E sotto tale aspetto la soddisfazione è « la compensazione dell'ingiuria commessa, secondo l'uguaglianza della giustizia ».

Al che sembra ridursi la definizione di S. Anselmo, il quale dice che soddisfare consiste « nel rendere a Dio il debito onore », cioè quanto è dovuto a motivo della colpa commessa.

Secondo, la soddisfazione può essere definita sotto l'aspetto di preservazione dalla colpa futura.

E in questo senso va presa la definizione di S. Agostino.

La preservazione però da una malattia corporale avviene togliendo le cause del morbo, perché allora questo non può più derivarne.

Ma nella malattia spirituale non è così: poiché il libero arbitrio non subisce costrizioni, per cui la colpa può essere evitata, pur esistendone le cause, sebbene con obiezioni; e per quanto ne siano estirpate le cause, può ugualmente essere commessa.

E così nella definizione della soddisfazione S. Agostino pone queste due cose: primo, l'estirpazione delle cause; secondo, la resistenza del libero arbitrio di fronte al peccato stesso.

Analisi delle obiezioni:

1. Le cause di cui si parla sono quelle prossime del peccato attuale, che sono poi due: il desiderio sfrenato, prodotto dall'abitudine o lasciato dall'atto peccaminoso, accompagnato da altri strascichi del peccato commesso, e le occasioni esterne che spingono al peccato, come l'ambiente, le cattive compagnie e altre cose del genere.

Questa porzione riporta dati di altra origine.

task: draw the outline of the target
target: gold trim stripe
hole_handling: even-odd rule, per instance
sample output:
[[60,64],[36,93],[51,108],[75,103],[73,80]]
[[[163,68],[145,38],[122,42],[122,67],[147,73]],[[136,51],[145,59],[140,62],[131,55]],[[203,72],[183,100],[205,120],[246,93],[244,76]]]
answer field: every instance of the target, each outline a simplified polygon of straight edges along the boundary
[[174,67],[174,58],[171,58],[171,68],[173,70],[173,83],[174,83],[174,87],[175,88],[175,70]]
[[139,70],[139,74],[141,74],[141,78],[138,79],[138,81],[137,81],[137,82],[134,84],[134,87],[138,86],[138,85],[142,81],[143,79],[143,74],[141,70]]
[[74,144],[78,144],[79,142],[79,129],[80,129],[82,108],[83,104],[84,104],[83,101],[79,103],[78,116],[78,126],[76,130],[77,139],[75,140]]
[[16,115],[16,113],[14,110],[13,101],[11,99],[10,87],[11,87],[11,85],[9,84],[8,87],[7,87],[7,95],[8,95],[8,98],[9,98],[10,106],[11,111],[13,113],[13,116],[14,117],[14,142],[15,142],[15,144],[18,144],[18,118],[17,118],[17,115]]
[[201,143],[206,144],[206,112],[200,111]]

E tali cause vengono eliminate in questa vita con la soddisfazione: sebbene il fomite, che è la causa remota del peccato attuale, possa essere smorzato, ma non totalmente distrutto in questa vita mediante la soddisfazione.

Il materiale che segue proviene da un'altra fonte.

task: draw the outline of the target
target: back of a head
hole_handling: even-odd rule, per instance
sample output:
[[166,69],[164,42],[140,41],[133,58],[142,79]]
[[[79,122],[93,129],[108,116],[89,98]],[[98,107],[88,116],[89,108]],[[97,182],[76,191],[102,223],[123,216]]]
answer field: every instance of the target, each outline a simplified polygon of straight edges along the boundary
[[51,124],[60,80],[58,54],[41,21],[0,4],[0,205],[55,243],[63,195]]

2. La causa del male e della privazione, nella misura in cui il male può avere una causa, non è che un bene difettoso.

Ora, il bene è più facile eliminarlo che costituirlo.

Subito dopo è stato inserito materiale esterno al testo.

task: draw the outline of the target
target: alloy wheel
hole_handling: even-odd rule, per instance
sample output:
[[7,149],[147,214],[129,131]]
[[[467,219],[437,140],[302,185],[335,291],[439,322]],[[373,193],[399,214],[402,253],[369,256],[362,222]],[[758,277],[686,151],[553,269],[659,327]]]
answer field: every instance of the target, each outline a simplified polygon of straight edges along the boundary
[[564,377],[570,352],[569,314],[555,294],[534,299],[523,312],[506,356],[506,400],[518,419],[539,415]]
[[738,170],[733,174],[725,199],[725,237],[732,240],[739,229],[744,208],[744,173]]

Perciò è più facile distruggere le cause della privazione e del male che togliere il male stesso, non potendo questo essere eliminato se non dalla produzione del bene.

Il che è evidente nel caso della carità e delle sue cause.

- Si noti tuttavia che le predette cause del peccato non sono cause determinanti, poiché da esse il peccato non segue in modo necessario, ma sono soltanto occasioni.

- E anche la soddisfazione non si compie senza l'aiuto di Dio: poiché essa non può compiersi senza la carità, come vedremo [ q. 14, a. 2 ].

3. Sebbene la penitenza abbia di mira per prima cosa il passato, tuttavia di conseguenza riguarda anche il futuro, quale rimedio preservativo.

E lo stesso si dica per la soddisfazione.

4. S. Agostino intende definire la soddisfazione che va data a Dio, al quale in realtà non è possibile togliere nulla, sebbene il peccatore per quanto dipende da lui sottragga qualcosa.

Perciò in tale soddisfazione si richiede più l'emenda per il futuro che la compensazione per il passato.

Per questo motivo S. Agostino ha insistito su tale aspetto nel definire la soddisfazione.

Tuttavia dalla cautela per il futuro si può arguire la compensazione per il passato, che riguarda lo stesso oggetto in senso contrario.

Guardando infatti il passato detestiamo le cause dei peccati a motivo dei peccati, iniziando dunque dalla detestazione dei peccati; invece nella cautela iniziamo dalle cause, affinché eliminate le cause possiamo evitare più facilmente i peccati.

5. Nulla impedisce che della medesima realtà vengano date definizioni diverse, secondo i vari elementi che in essa si riscontrano.

E così avviene in questo caso, come risulta dai testi riferiti.

6. Il debito di cui si parla è quello dovuto a Dio a motivo delle colpe commesse: poiché la penitenza ha per oggetto il debito, come si è già notato [ a. 2, ob. 1, s. c. 1 ].